Bill Watch 50/2019
New Measures to Outlaw Use of Forex in Zimbabwe
29 September 2019
"3.(1) Subject to section 4, no person who is a party to a domestic transaction
shall pay or receive as the price or the value of any consideration payable or
receivable in respect of such transaction any currency other than the
Zimbabwean dollar."
Section 3(2) is a continuation of the general prohibition, commencing "In
particular" and giving specific examples of forbidden activities. Section 3(3)
makes any person contravening the prohibition liable to civil penalties to be
imposed by the Reserve Bank in terms of the Exchange Control Act as
amended by SI 213. [Again the form of the civil penalties is probably not legal.]

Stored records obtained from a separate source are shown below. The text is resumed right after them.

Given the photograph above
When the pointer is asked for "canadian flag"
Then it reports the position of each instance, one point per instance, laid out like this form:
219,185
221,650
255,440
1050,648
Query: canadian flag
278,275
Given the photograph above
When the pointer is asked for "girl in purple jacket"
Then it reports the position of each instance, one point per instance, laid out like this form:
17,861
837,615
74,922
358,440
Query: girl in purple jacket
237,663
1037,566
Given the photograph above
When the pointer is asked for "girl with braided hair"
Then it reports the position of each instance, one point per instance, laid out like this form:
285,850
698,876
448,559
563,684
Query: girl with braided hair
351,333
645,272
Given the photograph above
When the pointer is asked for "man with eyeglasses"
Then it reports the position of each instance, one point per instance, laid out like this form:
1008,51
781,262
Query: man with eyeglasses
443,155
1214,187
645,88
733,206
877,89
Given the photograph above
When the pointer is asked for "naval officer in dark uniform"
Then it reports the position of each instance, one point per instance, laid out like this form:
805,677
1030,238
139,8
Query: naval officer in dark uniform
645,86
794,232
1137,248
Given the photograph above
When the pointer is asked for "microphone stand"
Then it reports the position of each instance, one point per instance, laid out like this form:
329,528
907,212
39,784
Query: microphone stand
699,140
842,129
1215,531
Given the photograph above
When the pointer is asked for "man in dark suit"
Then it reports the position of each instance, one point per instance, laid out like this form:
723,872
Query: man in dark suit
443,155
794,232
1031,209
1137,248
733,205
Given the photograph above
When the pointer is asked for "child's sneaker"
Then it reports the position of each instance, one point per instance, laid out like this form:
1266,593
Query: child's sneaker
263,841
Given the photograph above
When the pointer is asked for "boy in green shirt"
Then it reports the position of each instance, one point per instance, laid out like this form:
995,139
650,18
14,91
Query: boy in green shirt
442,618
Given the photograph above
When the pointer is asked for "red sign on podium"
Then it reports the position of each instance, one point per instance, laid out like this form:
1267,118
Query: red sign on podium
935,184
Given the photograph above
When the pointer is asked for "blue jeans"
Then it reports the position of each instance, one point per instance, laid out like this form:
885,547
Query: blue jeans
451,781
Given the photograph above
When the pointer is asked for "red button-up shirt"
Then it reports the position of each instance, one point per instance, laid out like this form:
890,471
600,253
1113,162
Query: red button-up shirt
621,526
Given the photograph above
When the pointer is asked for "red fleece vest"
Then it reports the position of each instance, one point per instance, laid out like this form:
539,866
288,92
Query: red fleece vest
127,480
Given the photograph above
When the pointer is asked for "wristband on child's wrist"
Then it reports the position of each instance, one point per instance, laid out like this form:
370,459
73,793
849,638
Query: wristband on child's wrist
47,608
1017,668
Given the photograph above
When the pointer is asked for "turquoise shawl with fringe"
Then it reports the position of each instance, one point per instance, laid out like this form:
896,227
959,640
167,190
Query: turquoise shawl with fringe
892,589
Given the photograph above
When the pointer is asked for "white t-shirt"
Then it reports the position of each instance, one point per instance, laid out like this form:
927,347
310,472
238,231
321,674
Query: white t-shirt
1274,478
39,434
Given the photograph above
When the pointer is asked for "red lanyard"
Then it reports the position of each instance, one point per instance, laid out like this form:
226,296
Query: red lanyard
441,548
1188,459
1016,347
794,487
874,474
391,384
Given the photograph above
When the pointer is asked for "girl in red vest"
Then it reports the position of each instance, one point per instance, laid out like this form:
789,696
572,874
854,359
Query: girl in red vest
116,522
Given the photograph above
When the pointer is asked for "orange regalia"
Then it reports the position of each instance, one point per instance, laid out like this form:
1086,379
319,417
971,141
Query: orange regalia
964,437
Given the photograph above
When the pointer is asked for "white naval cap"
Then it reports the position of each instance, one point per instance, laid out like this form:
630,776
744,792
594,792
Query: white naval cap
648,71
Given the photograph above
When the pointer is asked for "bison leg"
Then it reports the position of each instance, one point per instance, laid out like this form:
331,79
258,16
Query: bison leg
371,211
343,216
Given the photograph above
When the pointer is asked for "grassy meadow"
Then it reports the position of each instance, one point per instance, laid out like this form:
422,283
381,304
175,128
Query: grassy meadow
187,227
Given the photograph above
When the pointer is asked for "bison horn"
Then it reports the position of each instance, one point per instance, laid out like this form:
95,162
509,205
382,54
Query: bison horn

There is a definition of "domestic transaction" which only becomes
comprehensible when read with the details in section 3(3).
Section 4 lists transactions excluded from the scope of the prohibition,
including transactions conducted through authorised dealers [e.g., banks] for
which payments in foreign currency are permitted by Exchange Control
directives. Section 5 allows sales of petrol, diesel and other petroleum
products to Guests of State [diplomats and staff of gazetted regional or
international organisations] at fuel outlets specially licensed for the purpose by
the Zimbabwe Energy Regulatory Authority.
Legal Issues
Are the two statutory instruments legally assailable? If, as we think, the
Presidential Powers (Temporary Measures) Act is unconstitutional and void,
and if a court were to so decide, the legal bases of both SI 213/2019 and SI
212/2019 would disappear and they, too, would be void and of no effect in law.
Is the Presidential Powers (Temporary Measures) Act constitutional?
Veritas' position on the Presidential Powers (Temporary Measures) Act has
been repeatedly stated in our bulletins: we believe the Act became
unconstitutional and void when the present Constitution came into force in
August 2013. And it should not be used to make regulations amending Acts of
Parliament.
A recent and highly relevant High Court decision
Only nine days before SI 213 was gazetted, a judgment handed down in the
High Court decided, that section 3 of the Finance Act is unconstitutional to the
extent that it enables the Minister of Finance and Economic Development to
amend a rate of tax stated in another provision of the same Act. Parliament,
ruled Justice Zhou, cannot delegate to a Minister its own primary power to
amend an Act of Parliament.
In addition, as a matter of principle it is highly undesirable that measure of such
impact should be enacted through regulations rather than an Act of
Parliament. They should be subjected to full analysis, questioning and debate
by both Houses of Parliament before enactment.